I’m promiscuous when it comes to reading. I’ll read any format I can get my hands on. Do I prefer the soft, supple pages of a physical book? Sure. I’ll even go Large Print if that’s the only copy available. I like big text, I won’t lie to you. The tender glow and smooth edges of a kindle do it for me too. I’ll even read on my phone (I love my phone, especially when the case is off). I’ve even been known to allow an audiobook narrator to caress my ears with his or her experienced voice.
It’s a great time to be a reader. Paper, digital, and audio formats are all at our disposal. They each have benefits and drawbacks.
Paper
Peak book is the physical book and I’ll hear no arguments to the contrary. The combination of enticing title and attractive cover art immediately ignites my imagination with possibility. The cover broadcasts a tone or mood and is the first thing the book says to me.
Picking up the book and flipping through the pages give my other senses a chance to participate. The thickness and weight give a sensation of the time that will be spent reading. Books have a unique smell. The sound and feel of skin on paper as a single page turns is gratifying. The entire experience is a reminder that this object and I exist - we take up physical space, we have weight, and beyond our physical characteristics there is something more complex going on inside and that complexity can be discovered and known.

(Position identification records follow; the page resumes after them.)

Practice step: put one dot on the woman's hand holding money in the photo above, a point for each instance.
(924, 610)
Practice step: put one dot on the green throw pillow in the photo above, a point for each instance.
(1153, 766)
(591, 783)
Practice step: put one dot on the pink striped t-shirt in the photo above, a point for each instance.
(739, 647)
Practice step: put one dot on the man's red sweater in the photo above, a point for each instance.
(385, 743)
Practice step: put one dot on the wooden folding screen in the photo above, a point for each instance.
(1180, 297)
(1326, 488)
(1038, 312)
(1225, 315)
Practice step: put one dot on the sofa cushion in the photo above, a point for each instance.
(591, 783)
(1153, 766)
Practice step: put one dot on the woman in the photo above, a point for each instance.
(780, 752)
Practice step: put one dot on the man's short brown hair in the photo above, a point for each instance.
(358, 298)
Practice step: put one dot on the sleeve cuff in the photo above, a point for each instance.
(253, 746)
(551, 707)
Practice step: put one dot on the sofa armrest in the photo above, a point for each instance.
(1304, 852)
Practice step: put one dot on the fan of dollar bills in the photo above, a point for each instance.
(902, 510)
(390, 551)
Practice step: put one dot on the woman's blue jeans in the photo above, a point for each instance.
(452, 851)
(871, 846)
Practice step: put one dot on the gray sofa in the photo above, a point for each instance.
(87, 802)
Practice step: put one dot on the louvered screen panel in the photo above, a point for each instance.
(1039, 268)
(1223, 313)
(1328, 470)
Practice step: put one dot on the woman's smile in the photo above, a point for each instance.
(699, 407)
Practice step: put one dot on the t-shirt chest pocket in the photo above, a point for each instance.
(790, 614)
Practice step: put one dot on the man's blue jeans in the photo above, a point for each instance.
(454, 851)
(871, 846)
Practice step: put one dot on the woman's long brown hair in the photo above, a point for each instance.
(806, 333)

Progress in a physical book is one thin page at a time that aggregates and can be seen by the bookmark making its journey from one side to the other.

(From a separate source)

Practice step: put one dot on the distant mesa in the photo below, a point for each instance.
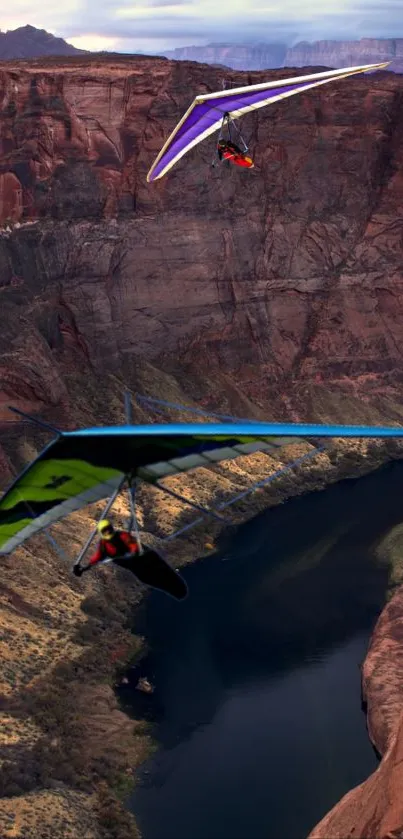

What are the drawbacks? If I get a hard cover edition from the library, it has a thin plastic cover that protects and secures the dust jacket. Protected reading, like other protected things, is still fun but not everything it could be.
Digital
I love my kindle. If I highlight a passage from a kindle book, whether I own it or it’s a library loan, that highlight will sync with Goodreads for me to reference later. It’s a size and weight that is just right for reading while walking. The screen is easy on the eyes for reading in full sunlight or in the dark. It can tell me how much time is left in the book or chapter.
Drawbacks: It’s a sterile, hard, flat, plastic nothing burger that has none of the appeal of a paper book other than the words themselves.
Audio
Audiobooks are great. They tell you how to pronounce places and names, like Her-my-oh-knee rather than Her-me-own. The narrator’s performance can be additive and infused with more than what my brain can come up with. I can listen on the go and make progress on a book during my commute or while exercising. I can carry multiple audiobooks in my pocket. I can carry multiple library catalogs in my pocket. Yes that’s right, I juggle multiple libraries at once. Don’t tell them.
Bless the library for still carrying Audio CDs, which are usually available and can bridge the gap of waiting for a hold. For example, I can get the Audio CD of Kristin Hannah’s The Women right now and get started while I wait in line.
Drawbacks: This isn’t exactly a drawback but listening to Lonesome Dove and then reading it were two different experiences. I cherish them both, but now I can’t help wonder if I’m missing anything if I only do the audiobook. For me, listening is like a road trip while reading is like a hike and I worry that I’m driving past landmarks that need to be observed more closely. Or not even a landmark but a small clump of wildflowers growing out of the rocks. It’s harder to highlight, share, and consider individual sentences or paragraphs. Right now I’m reading Demon Copperhead and there are sentences that deserve rumination. This FOMO I like to call FOMOOABS (Fear Of Missing Out On A Beautiful Sentence) has caused me to set aside the Demon Copperhead audiobook in favor of print.
How about you - what’s your favorite format? I’d love to hear.
Thanks for reading,
Kyle
I prefer physical books all the time but sometimes I would pick audiobooks over paper for novels that are older than the 21st century. With digital, I don't absorb the text as much as when I read it on paper. Sometimes I try though.